Several observations are important here:

  1. The term translated "appointed" is directional rather than determinative; it expresses what believers are set toward, not an absolute decree about every detail of their experience. Believers are oriented toward salvation, not toward the wrath associated with the day of the Lord.
  2. The context is pastoral, not merely abstract theology: Paul is comforting believers that the coming day of the Lord's wrath will not fall on them as it will on "them."
  3. The "wrath" in view fits the near context of the "day of the Lord" rather than an abstract reference to eternal condemnation only.

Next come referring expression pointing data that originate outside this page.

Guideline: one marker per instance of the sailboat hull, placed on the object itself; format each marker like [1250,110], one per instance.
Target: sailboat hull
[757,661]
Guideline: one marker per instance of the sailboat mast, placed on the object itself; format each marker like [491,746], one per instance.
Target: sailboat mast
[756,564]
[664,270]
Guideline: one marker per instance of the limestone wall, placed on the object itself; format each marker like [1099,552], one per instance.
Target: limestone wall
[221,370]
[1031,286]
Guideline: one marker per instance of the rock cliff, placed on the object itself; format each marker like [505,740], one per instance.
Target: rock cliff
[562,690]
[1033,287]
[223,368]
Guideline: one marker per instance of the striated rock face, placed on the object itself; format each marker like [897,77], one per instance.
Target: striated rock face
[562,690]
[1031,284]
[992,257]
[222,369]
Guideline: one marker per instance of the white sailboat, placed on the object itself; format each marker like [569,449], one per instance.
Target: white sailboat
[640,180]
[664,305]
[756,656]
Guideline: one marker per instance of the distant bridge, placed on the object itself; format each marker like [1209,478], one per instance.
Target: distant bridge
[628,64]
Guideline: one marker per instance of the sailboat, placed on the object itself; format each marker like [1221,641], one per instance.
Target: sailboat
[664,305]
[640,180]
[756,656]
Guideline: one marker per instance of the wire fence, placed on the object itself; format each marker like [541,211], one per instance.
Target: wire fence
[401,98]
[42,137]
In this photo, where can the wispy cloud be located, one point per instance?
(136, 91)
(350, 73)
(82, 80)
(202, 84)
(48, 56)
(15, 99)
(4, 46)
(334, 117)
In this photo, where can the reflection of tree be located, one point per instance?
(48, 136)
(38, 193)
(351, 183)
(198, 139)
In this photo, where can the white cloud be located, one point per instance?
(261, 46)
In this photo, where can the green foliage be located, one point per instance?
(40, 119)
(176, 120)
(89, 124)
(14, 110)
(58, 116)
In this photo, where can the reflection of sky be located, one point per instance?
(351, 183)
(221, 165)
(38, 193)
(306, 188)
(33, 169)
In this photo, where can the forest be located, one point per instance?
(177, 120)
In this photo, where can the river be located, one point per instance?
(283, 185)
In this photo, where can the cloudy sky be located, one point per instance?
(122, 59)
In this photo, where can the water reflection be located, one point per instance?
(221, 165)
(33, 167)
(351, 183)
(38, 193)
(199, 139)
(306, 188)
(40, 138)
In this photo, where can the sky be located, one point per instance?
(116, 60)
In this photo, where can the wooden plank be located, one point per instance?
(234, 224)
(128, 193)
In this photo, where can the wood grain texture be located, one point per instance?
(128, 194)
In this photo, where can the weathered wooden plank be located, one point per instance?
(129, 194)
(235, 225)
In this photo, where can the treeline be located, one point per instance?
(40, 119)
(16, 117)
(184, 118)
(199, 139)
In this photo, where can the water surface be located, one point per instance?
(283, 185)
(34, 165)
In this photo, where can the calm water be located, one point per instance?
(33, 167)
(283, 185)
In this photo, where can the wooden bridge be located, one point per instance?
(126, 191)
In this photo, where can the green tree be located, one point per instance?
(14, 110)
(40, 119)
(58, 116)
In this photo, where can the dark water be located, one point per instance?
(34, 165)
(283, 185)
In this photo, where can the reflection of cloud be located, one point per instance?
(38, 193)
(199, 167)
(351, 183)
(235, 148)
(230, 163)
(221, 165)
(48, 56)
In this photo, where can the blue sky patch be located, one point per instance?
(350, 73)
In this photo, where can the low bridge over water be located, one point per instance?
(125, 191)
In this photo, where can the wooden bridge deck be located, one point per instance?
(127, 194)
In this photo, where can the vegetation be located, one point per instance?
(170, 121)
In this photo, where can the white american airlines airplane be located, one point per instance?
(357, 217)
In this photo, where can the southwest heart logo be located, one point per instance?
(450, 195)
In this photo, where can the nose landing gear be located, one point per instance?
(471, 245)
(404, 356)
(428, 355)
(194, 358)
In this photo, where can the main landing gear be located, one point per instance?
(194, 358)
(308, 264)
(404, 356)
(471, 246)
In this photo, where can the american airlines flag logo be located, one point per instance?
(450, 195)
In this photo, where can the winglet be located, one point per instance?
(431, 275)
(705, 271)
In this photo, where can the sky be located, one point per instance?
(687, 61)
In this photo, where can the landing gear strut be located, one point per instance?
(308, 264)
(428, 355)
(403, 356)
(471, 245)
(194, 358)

When we compare this with Revelation 6:17---"For the great day of his wrath is come; and who shall be able to stand?"---we are confronted with a scene in which that very "day of his wrath" has arrived. The language is not that wrath will someday come but that it "is come," that is, it has begun.

Putting these together:

If these refer to the same eschatological wrath---and the thematic and linguistic connections strongly indicate that they do---then one of two conclusions must follow:

  1. Either believers are present on earth during the day of his wrath, and God has reversed or ignored what Paul stated about their not being appointed to that wrath; or
  2. Believers have been removed prior to the onset of that wrath, so that Paul's assurance stands intact.

There is little textual basis to reduce Paul's "wrath" in 1 Thessalonians 5:9 to nothing more than eternal punishment in hell, detached from the "day of the Lord" that governs the chapter. His flow of thought is explicitly eschatological and tied to that future day of judgment.

Therefore, the most coherent reading is that the "wrath" of Revelation 6:17 and the "wrath" of 1 Thessalonians 5:9 are the same reality: the eschatological outpouring of God's judgment in the day of the Lord. On that basis, 1 Thessalonians 5:9 does indeed support a pre‑tribulational rapture. If God has not appointed us to that wrath, and Revelation 6:17 announces its arrival, then the body of Christ must be removed before that point, or else Paul's assurance would be rendered meaningless.

In light of the context and language of both passages, the best conclusion is that they speak of the same wrath, and that this forms a sound pre‑tribulational argument.